If control re-enters the declaration (recursively) while the object is being initialized, the behavior is undefined.

However, the implementations in gcc/libstdc++ (also this version of libcppabi from Apple, which is a bit more readable) do something different. They use a global recursive mutex to handle reentrancy. Recursive mutexes basically can be locked multiple times by a single thread, but cannot be locked by another thread till the locking thread unlocks them the same number of times. This means that recursion/reentrancy won’t cause deadlocks, but we still have one- thread-at-a-time access. What these implementations do is:

• guard_object is a set of two flags, one which indicates if the static is initialized, and one which indicates that the static is being initialized (“in use”)
• If the object is initialized, do nothing (this doesn’t use mutexes and is cheap). This isn’t exactly part of the implementation in the library, but is part of the generated code.
• If it isn’t initialized, acquire the global recursive lock
• If the object is initialized by the time the lock was acquired, unlock and return
• If not, check if the static is being initialized from the second guard_object flag. If it is “in use”, throw an exception.
• If it wasn’t, mark the second flag of the static’s guard object as being “in use”
• Call the initialization function, bubble errors
• Unlock the global mutex
• Mark the second flag as “not in use”

At any one time, only one thread will be in the process of running initialization routines, due to the global recursive mutex. Since the mutex is recursive, a function (eg bar()) used for initializing local statics may itself use (different) local statics. Due to the “in use” flag, the initialization of a local static may not recursively call its parent function without causing an error.

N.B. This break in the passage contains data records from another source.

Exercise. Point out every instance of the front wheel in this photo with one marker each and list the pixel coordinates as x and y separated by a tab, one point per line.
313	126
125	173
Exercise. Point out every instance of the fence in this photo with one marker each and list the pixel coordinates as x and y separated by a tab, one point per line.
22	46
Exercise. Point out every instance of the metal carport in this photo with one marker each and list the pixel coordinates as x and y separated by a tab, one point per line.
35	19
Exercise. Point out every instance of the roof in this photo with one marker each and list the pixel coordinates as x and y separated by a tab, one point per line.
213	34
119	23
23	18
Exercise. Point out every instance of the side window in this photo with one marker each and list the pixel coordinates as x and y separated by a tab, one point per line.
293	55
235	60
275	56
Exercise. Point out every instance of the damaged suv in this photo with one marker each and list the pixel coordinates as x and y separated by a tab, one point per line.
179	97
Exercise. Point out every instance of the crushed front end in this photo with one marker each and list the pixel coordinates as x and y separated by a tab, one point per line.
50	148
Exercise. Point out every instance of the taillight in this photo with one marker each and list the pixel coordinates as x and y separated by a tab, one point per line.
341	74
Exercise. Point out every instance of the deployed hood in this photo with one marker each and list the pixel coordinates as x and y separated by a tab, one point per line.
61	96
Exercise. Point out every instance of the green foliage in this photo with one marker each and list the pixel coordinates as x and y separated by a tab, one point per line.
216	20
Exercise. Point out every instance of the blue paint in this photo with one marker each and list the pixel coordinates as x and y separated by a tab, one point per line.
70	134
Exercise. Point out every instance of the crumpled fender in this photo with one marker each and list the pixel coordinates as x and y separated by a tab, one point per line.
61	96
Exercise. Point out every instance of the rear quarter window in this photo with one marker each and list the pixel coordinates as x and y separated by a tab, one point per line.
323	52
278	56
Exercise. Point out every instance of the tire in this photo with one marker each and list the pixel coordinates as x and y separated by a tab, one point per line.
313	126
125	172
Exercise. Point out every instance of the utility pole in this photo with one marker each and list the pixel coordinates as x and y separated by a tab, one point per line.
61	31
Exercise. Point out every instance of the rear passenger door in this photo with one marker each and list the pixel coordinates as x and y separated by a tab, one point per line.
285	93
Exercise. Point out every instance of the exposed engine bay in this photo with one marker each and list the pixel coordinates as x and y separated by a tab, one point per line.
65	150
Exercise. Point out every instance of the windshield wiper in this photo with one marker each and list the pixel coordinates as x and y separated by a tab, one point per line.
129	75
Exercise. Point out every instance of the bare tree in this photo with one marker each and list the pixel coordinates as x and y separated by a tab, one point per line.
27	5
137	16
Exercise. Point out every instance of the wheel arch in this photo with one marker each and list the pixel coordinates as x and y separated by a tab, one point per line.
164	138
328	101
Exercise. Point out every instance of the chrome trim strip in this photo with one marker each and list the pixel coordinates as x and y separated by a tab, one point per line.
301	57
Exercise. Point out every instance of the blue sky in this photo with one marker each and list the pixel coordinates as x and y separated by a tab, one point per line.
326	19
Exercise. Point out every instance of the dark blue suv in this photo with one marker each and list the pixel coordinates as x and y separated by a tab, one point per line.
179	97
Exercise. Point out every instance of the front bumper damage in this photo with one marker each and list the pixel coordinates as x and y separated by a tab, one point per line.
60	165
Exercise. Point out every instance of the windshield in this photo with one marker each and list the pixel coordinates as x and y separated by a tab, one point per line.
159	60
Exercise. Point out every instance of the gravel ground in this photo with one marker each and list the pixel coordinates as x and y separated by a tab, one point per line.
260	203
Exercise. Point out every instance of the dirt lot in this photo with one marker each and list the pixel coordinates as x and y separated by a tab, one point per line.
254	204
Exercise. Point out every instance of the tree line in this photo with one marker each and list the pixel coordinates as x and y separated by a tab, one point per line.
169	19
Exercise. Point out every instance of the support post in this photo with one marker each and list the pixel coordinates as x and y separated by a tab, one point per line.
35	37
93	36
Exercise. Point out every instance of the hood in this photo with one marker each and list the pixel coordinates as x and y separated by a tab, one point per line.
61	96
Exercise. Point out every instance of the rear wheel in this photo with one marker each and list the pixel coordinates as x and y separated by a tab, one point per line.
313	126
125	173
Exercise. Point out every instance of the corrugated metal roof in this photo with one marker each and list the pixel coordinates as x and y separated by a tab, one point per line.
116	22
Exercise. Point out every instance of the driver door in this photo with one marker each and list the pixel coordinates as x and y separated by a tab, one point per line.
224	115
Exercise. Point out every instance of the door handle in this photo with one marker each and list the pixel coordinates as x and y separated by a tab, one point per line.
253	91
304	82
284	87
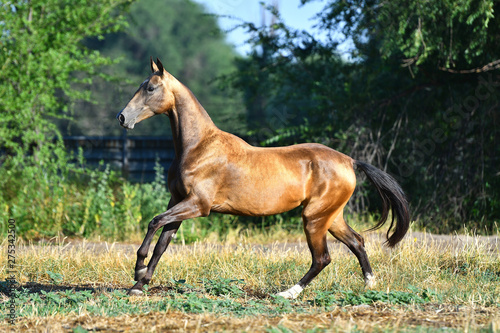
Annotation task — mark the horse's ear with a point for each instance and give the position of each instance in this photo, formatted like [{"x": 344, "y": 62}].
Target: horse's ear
[
  {"x": 154, "y": 68},
  {"x": 160, "y": 66}
]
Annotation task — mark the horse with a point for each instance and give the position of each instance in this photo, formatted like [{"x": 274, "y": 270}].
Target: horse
[{"x": 215, "y": 171}]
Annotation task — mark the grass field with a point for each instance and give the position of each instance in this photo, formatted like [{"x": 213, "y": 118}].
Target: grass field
[{"x": 423, "y": 285}]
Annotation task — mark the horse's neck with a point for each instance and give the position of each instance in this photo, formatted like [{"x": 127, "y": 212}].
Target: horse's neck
[{"x": 190, "y": 123}]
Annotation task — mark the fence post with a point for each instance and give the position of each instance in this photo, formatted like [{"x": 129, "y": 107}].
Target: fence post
[{"x": 124, "y": 154}]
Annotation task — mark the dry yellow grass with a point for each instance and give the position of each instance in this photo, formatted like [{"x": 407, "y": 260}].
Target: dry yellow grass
[{"x": 465, "y": 273}]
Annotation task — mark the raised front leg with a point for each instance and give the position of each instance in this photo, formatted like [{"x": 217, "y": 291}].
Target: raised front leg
[{"x": 171, "y": 220}]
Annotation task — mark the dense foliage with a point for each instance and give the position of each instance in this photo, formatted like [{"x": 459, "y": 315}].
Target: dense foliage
[
  {"x": 191, "y": 46},
  {"x": 418, "y": 98}
]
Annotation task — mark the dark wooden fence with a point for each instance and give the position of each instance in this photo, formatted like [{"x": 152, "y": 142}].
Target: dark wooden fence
[{"x": 134, "y": 156}]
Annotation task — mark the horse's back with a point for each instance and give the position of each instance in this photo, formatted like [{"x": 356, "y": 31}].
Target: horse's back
[{"x": 270, "y": 180}]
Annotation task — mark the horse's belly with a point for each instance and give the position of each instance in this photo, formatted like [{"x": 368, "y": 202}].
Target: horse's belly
[{"x": 255, "y": 201}]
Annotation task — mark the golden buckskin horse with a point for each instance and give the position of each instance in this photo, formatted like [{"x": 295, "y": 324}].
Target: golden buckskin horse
[{"x": 215, "y": 171}]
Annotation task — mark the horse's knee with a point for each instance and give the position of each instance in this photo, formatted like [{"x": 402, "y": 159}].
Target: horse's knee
[{"x": 323, "y": 261}]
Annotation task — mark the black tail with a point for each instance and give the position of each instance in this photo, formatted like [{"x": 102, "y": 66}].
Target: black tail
[{"x": 393, "y": 197}]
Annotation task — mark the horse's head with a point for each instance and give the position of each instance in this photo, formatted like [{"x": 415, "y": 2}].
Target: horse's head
[{"x": 153, "y": 97}]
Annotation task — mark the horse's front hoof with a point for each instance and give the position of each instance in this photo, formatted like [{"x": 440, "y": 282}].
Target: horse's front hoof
[
  {"x": 135, "y": 292},
  {"x": 291, "y": 293},
  {"x": 370, "y": 281},
  {"x": 140, "y": 273}
]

This doesn’t need per-static atomics, and doesn’t deadlock, however it has the cost of a global mutex which is called at most once per local static. In a highly threaded situation with lots of such statics, one might want to reevaluate directly using local statics.

LLVM’s libcxxabi is similar to the libstdc++ implementation, but instead of a recursive mutex it uses a regular mutex (on non-ARM Apple systems) which is unlocked before __cxa_guard_acquire exits and tests for reentrancy by noting the thread ID in the guard object instead of the “in use” flag. Condvars are used for waiting for a thread to stop using an object. On other platforms, it seems to deadlock, though I’m not sure.

So here we have a rather innocent-looking feature that has some hidden costs and pitfalls. But now I can look at a line of code where this feature is being used, and have a good idea of what’s happening there. One step closer to being a better systems programmer!

Thanks to Rohan Prinja, Eduard Burtescu, and Nishant Sunny for reviewing drafts of this blog post

1. Emphasis on relatively. This article will show that it’s definitely not “easy” all the time.

2. This was JNI code which obtained a JNI environment and pulled out method/class IDs from it to be used later

3. Unless it has a constructor or otherwise isn’t made out of trivially constructible types; in this case it is treated similar to the previous case.

4. I checked later, and it was indeed the case that global statics are initialized before Env() is ready

5. I later verified this with a modification of the crashing program above stuck inside some JNI Android code.